Introduction

When I started learning about linear regression, my first thought was that this kind of technique is too simple to be commonly used. I thought the purpose of that linear regression lesson was educational more than practical.

It appears I was completely wrong! Not only is it used frequently, it is also a fundamental concept a lot of techniques are built on (as detailed on this website).

As with any tools/techniques, there are cirumstances where using linear regression is a good idea and others where it simply will not work. But how to know when to use linear regressions? Is there anything to be aware of before considering using it?

But let us talk about a few ideas to apprehend before answering those questions

Key concepts

Dependent Variable

It is a variable which has a value that depends on the value of other variables. That dependence is established by the hypothesis tested in the experiment. It can be called $Y$ (as in $Y = A+BX$), or “target variable”.

Independent Variable

On the other hand, an independent variable does not depend on any other variable (in the scope of the experiment). It is the $X$ in $Y = A+BX$, or “predictor variable”.

Covariance

It is a measurement that assesses the relation between two variables.

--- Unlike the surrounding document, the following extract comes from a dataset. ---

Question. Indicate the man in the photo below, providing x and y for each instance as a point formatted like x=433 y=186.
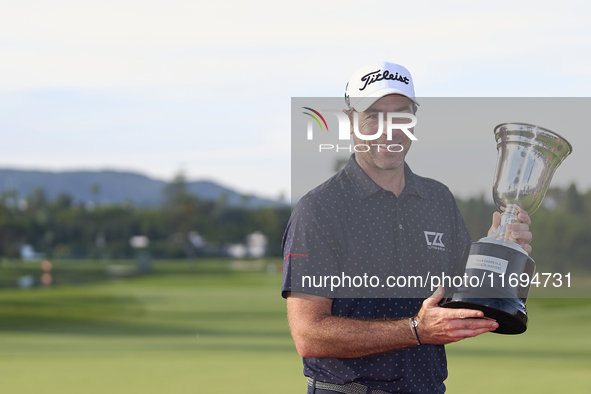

$$\sigma_{XY} = \dfrac{1}{n}\displaystyle\sum_{i=1}^{n}(x_i -\mu_x)(y_i — \mu_y)$$

  • $\sigma_{XY}$ = Covariance between $X$ and $Y$
  • $x_i$ = $i^{th}$ element of $X$
  • $y_i$ = $i^{th}$ element of $Y$
  • $n$ = number of data points ($X$ and $Y$ must have the same number of data points)
  • $\mu_x$ = mean of the independent variable $X$
  • $\mu_y$ = mean of the dependent variable $Y$

When $\sigma_{XY}$

  • is positive, the variables are positively related.
  • is negative, they are negatively related.
  • is null, there is no linear relationship between those variables.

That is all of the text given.